De «O Caso da Rua Direita» a «O Bairro»

Enquanto não chega «O Bairro», que já espreita, deixo-vos com o final do meu primeiro livro, de 2005, «O Caso da Rua Direita».
«Jorge encetou a viagem a caminho da Amadora. Ao descer a Conde de Redondo, parou no semáforo. Os carris dos eléctricos, que já por ali circularam, destacavam-se na noite pelo reluzir do aço no chão negro. A madrugada estava húmida e fresca, o trânsito era raro. Nas imediações não se via vivalma, à excepção, claro, dos poucos travestis que continuavam activos a tentar agradar aos clientes, que reduziam a velocidade para melhor apreciarem a mercadoria. O relógio do carro marcava as duas da manhã, mas Jorge respirava tranquilidade e sorria. Naquela noite sentia-se vencedor e tudo corria de feição. Não tinha pressa em chegar e por isso encostou à direita, reduziu a velocidade e deixou-se ir calmamente.
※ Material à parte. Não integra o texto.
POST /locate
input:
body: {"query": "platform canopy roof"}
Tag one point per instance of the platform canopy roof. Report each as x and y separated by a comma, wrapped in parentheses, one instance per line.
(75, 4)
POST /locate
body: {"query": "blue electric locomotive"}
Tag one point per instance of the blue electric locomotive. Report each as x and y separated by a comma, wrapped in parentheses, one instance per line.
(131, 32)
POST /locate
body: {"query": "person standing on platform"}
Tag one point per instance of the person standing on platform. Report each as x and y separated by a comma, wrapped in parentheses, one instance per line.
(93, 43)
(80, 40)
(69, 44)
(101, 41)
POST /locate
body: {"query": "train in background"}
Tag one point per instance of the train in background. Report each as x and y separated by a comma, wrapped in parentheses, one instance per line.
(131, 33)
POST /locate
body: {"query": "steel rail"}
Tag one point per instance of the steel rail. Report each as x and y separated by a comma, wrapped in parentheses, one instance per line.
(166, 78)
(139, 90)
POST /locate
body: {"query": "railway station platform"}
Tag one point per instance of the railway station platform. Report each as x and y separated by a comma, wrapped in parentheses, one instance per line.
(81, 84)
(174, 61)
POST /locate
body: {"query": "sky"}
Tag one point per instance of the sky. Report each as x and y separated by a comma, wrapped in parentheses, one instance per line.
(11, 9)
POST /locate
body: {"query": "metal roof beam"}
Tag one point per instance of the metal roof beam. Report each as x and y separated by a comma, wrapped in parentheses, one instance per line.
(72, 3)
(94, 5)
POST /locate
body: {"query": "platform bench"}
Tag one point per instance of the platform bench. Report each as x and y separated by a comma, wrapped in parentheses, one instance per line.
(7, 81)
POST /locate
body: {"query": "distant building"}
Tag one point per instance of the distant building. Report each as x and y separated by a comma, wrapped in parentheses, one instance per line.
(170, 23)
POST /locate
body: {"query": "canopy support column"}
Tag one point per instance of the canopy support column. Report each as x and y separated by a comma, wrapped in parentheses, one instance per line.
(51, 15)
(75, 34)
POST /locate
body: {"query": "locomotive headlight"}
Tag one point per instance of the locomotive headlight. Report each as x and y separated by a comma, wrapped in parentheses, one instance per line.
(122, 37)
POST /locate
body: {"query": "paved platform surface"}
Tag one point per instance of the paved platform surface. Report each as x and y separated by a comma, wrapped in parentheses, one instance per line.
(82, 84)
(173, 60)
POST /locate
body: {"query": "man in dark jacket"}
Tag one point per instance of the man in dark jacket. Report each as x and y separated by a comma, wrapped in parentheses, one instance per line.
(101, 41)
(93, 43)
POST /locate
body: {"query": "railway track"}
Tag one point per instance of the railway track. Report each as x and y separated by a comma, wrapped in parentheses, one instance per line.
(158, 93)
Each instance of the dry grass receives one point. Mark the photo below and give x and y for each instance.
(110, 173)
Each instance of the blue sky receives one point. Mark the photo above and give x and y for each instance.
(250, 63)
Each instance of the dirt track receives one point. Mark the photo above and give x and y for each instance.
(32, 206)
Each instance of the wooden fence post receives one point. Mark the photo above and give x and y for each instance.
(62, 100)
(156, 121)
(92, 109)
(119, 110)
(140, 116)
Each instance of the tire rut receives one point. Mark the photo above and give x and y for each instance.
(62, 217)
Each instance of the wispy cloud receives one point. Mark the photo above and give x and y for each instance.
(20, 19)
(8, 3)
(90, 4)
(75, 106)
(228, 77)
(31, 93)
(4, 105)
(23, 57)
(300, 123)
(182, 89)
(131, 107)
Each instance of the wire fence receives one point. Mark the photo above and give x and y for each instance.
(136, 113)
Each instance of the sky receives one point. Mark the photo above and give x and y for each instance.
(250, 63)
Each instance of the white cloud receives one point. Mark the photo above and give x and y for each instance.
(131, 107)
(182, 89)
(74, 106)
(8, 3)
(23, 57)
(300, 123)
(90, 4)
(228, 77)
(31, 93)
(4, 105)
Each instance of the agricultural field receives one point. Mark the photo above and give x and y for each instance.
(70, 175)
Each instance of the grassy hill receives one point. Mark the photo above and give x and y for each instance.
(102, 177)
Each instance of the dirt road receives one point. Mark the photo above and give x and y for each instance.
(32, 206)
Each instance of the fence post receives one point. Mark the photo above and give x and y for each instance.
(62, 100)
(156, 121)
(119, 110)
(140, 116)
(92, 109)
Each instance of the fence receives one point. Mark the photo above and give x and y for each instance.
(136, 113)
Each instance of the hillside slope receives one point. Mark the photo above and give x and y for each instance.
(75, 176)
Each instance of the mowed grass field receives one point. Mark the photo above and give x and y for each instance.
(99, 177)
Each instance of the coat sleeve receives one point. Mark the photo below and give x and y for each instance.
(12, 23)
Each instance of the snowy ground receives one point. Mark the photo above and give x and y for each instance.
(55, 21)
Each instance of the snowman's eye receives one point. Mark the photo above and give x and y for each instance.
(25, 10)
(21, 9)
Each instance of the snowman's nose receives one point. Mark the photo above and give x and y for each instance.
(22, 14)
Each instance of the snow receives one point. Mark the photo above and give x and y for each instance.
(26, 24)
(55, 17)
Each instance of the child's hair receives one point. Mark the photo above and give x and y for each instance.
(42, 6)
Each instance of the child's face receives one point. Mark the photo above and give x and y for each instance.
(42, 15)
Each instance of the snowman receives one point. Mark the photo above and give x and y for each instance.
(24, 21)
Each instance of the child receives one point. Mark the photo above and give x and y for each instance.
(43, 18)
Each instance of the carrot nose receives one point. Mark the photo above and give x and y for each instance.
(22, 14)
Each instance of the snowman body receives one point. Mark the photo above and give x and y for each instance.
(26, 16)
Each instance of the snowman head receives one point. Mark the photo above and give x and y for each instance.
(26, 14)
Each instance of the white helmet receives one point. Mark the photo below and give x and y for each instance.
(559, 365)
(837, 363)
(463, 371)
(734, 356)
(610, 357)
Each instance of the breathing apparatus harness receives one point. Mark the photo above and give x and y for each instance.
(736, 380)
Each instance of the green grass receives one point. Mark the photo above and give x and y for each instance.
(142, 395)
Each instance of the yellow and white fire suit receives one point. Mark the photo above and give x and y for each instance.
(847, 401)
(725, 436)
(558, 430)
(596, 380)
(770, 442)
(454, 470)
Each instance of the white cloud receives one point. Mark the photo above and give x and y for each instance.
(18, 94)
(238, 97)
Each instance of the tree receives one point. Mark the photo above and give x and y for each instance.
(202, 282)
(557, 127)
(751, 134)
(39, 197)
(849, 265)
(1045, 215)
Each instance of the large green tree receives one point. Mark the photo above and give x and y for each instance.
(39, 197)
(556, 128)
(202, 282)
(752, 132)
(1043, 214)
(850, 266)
Gozava o ar fresco da noite, mas também aquela serenidade insubstituível que só a consciência do dever cumprido propicia, seja ele qual for. O solo de saxofone da banda sonora do filme Blade Runner, tão ao gosto do condutor, que se ouvia a bom ouvir, encaixava-se no espírito tranquilamente vitorioso do momento. Jorge sorria feliz. A iluminação pública ia entrando e saindo do habitáculo escuro como flaches, à medida que os candeeiros iam sendo vencidos um a um, com uma cadência quase quartziana. Jorge continuava a sorrir. Era o seu prémio, o seu pequeno triunfo, já tivera outros igualmente pequenos mas sabia-lhe sempre bem. Só faltava o grande ecrã em frente, com os nomes dos actores de um policial a passarem em letras brancas no fundo escuro. Jorge sentia-se um pouco o herói que regressava a casa no fim do filme e, porque essa é uma experiência rara e saborosa, continuava a sorrir.»